Albuquerque Journal

Economy accelerate­s hiring pace in April

211K added jobs more than doubles weak March showing

- BY CHRISTOPHE­R S. RUGABER

WASHINGTON — A burst of hiring in April provided reassuranc­e for the U.S. economy after a slow start to the year: Job growth returned to a healthy pace. Unemployme­nt hit a decade low. And the number of part-time workers who want full-time jobs reached its lowest point in nine years.

Employers last month added 211,000 jobs, more than double the weak showing in March, the Labor Department said Friday. And the unemployme­nt rate dipped to 4.4 percent from 4.5 percent in March.

Taken as a whole, the April jobs report suggested that American businesses are confident enough in their outlook for customer demand to keep adding jobs briskly despite a slump in the January-March quarter when the economy barely grew.

The jobs report “does increase our confidence that the soft patch in the first quarter is over,” Michael Gapen, an economist at Barclays Capital, said in an email to clients.

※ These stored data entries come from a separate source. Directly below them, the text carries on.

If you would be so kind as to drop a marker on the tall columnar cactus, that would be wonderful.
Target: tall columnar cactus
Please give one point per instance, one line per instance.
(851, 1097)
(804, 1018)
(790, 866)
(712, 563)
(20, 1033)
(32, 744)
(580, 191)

The gradual shift in hiring from part-time to full-time work is an encouragin­g one. It suggests that many businesses are meeting rising customer demand by expanding some employees’ hours. During much of the economic recovery, the number of part-timers remained unusually high — one reason why steady job growth didn’t produce sharp gains in pay or consumer spending.

The shift toward full-time work has also helped reduce a measure of the job market that includes people who aren’t counted as unemployed: They are the part-time workers who want full-time jobs as well as people who have given up their job hunts.

This broader figure reached 8.6 percent in April, the lowest point since November 2007, just before the recession officially began. In 2009, it had topped 17 percent.

That broader measure has been cited by President Donald Trump and his advisers as a more accurate gauge of the job market’s health than the unemployme­nt rate.

So far, the job market under Trump closely resembles the one Barack Obama presided over. This year, employers have added an average of 185,000 jobs a month, matching last year’s pace.